04 August 2008

Life In the Flat Lane

A decent storm passed through and left about 50cm (19 inches) of snow throughout the central Cordillera. Finally. I took the opportunity to head up the
Cajon del Maipo with the Parque Nacional El Morado as a destination. I had a great first tour up there last year with the continent-skipping Lea and was hoping for more of the same.

The 5,856 meter (19,214 feet) Volcan San José stands at the top of the Cajon del Maipo and straddles the border between Chile and Argentina.

The problem was that the Andes weren't quite ready to accommodate. When the Andes ask for your patience it's best to comply. The relatively dry preceding month had taken its toll on the snowpack and the new storm was both warm and wet. Though the snow level dropped significantly the snow itself was heavy with water and the storm probably went through an interval or two of rain.

The ranger at the park entrance told me to watch out for avalanches. Fair enough advice. Upon reaching the main valley floor, though, it seemed his words were a little late. As far as I could see nearly every available slope and gully had sluffed or slid its way to the valley bottom at some point the previous day or during the storm itself.

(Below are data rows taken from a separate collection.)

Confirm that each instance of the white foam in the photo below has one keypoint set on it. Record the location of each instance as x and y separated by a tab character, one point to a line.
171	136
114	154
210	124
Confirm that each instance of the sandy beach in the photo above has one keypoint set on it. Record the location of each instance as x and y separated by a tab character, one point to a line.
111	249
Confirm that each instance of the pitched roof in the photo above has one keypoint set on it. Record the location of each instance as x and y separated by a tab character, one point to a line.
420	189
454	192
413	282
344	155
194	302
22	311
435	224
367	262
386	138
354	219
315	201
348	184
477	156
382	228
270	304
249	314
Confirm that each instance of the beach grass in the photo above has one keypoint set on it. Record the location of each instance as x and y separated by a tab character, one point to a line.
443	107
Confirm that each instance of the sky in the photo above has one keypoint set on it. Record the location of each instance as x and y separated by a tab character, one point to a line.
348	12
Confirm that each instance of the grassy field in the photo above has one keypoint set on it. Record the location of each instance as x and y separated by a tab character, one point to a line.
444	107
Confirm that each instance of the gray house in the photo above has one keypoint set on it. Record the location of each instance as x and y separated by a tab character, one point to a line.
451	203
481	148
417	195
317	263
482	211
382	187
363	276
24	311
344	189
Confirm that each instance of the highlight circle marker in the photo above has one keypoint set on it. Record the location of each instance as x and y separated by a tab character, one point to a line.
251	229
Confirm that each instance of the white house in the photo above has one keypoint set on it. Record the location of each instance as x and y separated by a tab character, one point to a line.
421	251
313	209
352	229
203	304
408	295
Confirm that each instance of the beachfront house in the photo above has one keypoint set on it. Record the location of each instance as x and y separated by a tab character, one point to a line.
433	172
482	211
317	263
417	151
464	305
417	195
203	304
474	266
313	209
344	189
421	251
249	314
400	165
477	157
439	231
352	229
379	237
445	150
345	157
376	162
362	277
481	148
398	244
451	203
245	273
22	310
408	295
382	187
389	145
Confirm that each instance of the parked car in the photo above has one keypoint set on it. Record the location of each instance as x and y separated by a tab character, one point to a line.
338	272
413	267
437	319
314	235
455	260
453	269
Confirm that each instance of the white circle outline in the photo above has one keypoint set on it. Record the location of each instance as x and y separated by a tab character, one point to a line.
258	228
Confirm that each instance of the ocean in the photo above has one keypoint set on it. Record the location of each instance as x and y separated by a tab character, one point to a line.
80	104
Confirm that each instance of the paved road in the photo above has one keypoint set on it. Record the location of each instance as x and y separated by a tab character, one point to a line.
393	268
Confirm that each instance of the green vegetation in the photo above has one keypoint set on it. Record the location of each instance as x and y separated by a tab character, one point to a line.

Not real encouraging. In addition to the avalancharama that often slid to the bare ground, the thin, unsupportable morning crust quickly melted into a heavy, waffle batter-like glop that stuck to skis, boots, egos, and plans. The day turned rapidly from cool and crisp to warm and warmer. The nice thing about avalanche debris, though, is that it provides a safe locale for sunbathing, picnics, and naps. So I did.

The rest of the day was spent slogging up the river, slogging down the river, looking up, looking down, looking side to side, taking pictures, and eating chocolate. A pretty good place to do all of the above.

While basking in the sun for about four hours I remember thinking distinctly that I felt like the only living boy in Santiago. A beautiful Sunday afternoon and a giant city of five-million and I was completely alone for the entire time. Until I made my way out, that is. It was then, in the waning hours of the afternoon, that the rest of Santiago woke itself up and realized that there was a real live day going on and they better make use of it. I passed several groups on their way up, postholing to their knees (and I thought skis were ineffective). Then back down to the road where everyone with a portable grill and a pile of meat made their way out of the city to see what this thing called fresh air was all about.

So I will employ more patience, skin around river bottoms, sunbathe. A week of warm temperatures and clear skies will help straighten things out. Or melt them all away.

I skin. I skin I am. I skin therefore I am. I think.

The Flatt & Scruggs Preservation Society!
The Flatlanders website.

(If you can't see a small, blue square and triangle that resembles a play button, go here and follow directions. Installing this will allow you to read and listen to music at the same time--like a real live multitasker!)


livinginpatagonia.com said...

Just remember, a bad day on the mtn is still better than a good day in the office.

steven hatcher said...

Quite true. But is a bad day in the mountains better than a bad day fishing?